La transición al capitalismo en México se dio durante todo el siglo XIX, pero avanzó de manera notable con Porfirio Díaz, sobre todo a partir de 1888 cuando México, con el reinicio del pago de su deuda externa, volvió de lleno al orden internacional (González, 1977). Sin embargo, la modernización se restringió a la capital de la república y a las zonas del país que eran proveedoras de productos agrícolas y de metales, ya fuera preciosos o empleados en la industria. Estas zonas fueron: la Ciudad de México que, a más de ser el centro político y económico de la región, se consolidó como la más importante aglomeración del país y el entronque de las vías de comunicación; el golfo de México, cuyo desarrollo fue impulsado por el puerto de Veracruz — el de mayor tránsito en la república —, y por la península de Yucatán que prosperó en el porfiriato por el valor creciente que tuvo el henequén en el comercio internacional. Otras zonas importantes fueron los puertos de Coatzacoalcos en el Golfo y Acapulco, Salina Cruz y Mazatlán en el Pacífico; la población de Cananea en Sonora, en la que hubo un resurgimiento de la minería, y ciudades del norte del país y de la región de istmo de Tehuantepec que se desarrollaron coincidiendo con ramales ferroviarios (Hermosillo Adams, 1988; Valadés, 1987; Menéndez, 1981; González Navarro, 1970).
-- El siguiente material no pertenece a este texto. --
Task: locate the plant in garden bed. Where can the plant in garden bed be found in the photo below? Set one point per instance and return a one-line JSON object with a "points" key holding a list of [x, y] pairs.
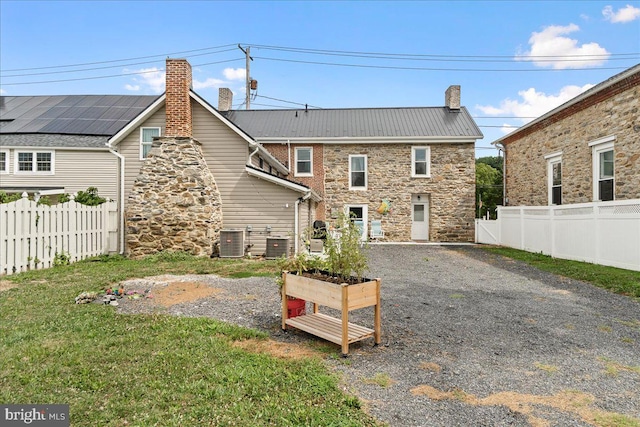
{"points": [[345, 260]]}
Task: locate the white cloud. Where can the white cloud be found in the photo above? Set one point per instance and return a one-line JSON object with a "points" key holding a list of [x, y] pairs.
{"points": [[625, 14], [234, 73], [147, 79], [550, 48], [208, 83], [532, 103]]}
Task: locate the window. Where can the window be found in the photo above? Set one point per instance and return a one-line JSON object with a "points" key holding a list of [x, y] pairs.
{"points": [[603, 169], [34, 162], [357, 172], [146, 140], [359, 215], [4, 162], [304, 161], [554, 178], [420, 162]]}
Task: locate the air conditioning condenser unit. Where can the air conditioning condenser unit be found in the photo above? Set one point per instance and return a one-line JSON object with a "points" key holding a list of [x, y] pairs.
{"points": [[277, 247], [231, 243]]}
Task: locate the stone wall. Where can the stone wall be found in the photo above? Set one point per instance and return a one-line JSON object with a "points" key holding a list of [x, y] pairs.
{"points": [[174, 204], [612, 111], [450, 189]]}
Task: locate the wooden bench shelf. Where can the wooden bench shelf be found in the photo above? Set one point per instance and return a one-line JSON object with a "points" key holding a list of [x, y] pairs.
{"points": [[343, 297]]}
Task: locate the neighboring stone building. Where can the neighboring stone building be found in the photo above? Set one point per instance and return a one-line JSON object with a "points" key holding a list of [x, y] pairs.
{"points": [[420, 160], [587, 149]]}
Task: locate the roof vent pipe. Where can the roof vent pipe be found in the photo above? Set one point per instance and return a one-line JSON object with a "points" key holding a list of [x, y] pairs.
{"points": [[452, 98]]}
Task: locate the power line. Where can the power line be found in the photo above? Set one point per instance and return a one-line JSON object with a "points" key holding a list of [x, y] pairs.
{"points": [[114, 75], [103, 68], [390, 67], [288, 102], [499, 126], [118, 60], [480, 58]]}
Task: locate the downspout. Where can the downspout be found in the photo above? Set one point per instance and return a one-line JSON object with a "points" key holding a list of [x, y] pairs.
{"points": [[251, 155], [504, 173], [296, 226], [121, 214]]}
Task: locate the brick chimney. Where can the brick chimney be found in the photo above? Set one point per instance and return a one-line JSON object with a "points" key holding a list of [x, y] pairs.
{"points": [[225, 99], [178, 102], [452, 98]]}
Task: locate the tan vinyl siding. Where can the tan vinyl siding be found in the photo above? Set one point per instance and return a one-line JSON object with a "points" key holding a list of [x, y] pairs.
{"points": [[130, 149], [74, 170], [246, 200]]}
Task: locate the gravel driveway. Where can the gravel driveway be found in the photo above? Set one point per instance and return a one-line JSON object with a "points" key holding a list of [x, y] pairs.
{"points": [[469, 339]]}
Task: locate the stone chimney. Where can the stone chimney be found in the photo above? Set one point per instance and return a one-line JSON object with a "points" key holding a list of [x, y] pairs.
{"points": [[225, 99], [452, 98], [178, 102]]}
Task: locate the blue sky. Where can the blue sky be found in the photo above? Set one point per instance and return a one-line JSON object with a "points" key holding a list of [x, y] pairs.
{"points": [[513, 59]]}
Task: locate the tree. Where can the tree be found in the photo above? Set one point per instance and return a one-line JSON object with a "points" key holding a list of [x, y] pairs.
{"points": [[89, 197], [488, 186]]}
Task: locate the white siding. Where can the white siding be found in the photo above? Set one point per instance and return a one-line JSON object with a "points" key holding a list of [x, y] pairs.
{"points": [[74, 170]]}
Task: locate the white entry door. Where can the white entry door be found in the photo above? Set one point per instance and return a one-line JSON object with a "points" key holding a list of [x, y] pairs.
{"points": [[420, 219]]}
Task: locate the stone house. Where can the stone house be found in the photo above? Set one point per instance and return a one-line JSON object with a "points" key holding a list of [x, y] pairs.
{"points": [[420, 160], [587, 149], [183, 171], [180, 171]]}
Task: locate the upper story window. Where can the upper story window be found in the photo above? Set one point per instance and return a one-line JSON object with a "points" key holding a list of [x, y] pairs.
{"points": [[4, 162], [554, 178], [420, 162], [603, 169], [357, 172], [146, 140], [34, 162], [304, 161]]}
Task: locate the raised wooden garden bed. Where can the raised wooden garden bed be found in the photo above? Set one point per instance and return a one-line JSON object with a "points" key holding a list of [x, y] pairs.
{"points": [[342, 297]]}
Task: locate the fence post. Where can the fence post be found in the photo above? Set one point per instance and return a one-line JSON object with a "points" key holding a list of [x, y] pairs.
{"points": [[552, 229]]}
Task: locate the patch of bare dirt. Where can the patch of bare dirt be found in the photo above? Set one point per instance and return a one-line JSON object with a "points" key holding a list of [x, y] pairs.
{"points": [[5, 285], [179, 292], [278, 349], [573, 402]]}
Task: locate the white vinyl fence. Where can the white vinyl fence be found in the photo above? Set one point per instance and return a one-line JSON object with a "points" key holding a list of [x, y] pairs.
{"points": [[606, 233], [32, 235]]}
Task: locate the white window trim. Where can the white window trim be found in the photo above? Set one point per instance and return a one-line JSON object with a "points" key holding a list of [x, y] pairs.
{"points": [[365, 218], [598, 146], [551, 160], [34, 163], [296, 173], [427, 158], [366, 174], [147, 143], [6, 162]]}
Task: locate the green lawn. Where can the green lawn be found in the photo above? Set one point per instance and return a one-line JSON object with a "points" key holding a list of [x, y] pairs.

Los 19.360 kilómetros de rieles que se agregaron durante la dictadura porfirista a los 640 dejados por los gobiernos anteriores vincularon al centro con los puertos exportadores y con Estados Unidos. Este desarrollo de comunicaciones, unido al crecimiento de ciudades estratégicas en la prestación de servicios para áreas mineras o agrícolas de peso y a la supresión de alcabalas en 1896, permitió la integración — si bien no total — de los mercados locales al de México, y de éste al mercado mundial (González, 1977).

Precisamente por la importancia estratégica de estas regiones, en ellas se impusieron medidas de saneamiento. Uno de los principales objetivos de dichas medidas era evitar las amenazas que las epidemias y endemias significaban para la reproducción de la fuerza de trabajo en haciendas y minas, y para el comercio en puertos y fronteras, en una época en que México y otros países latinoamericanos incrementaban sus exportaciones de acuerdo con el papel que les había sido asignado durante la llamada segunda revolución industrial (García, 1981).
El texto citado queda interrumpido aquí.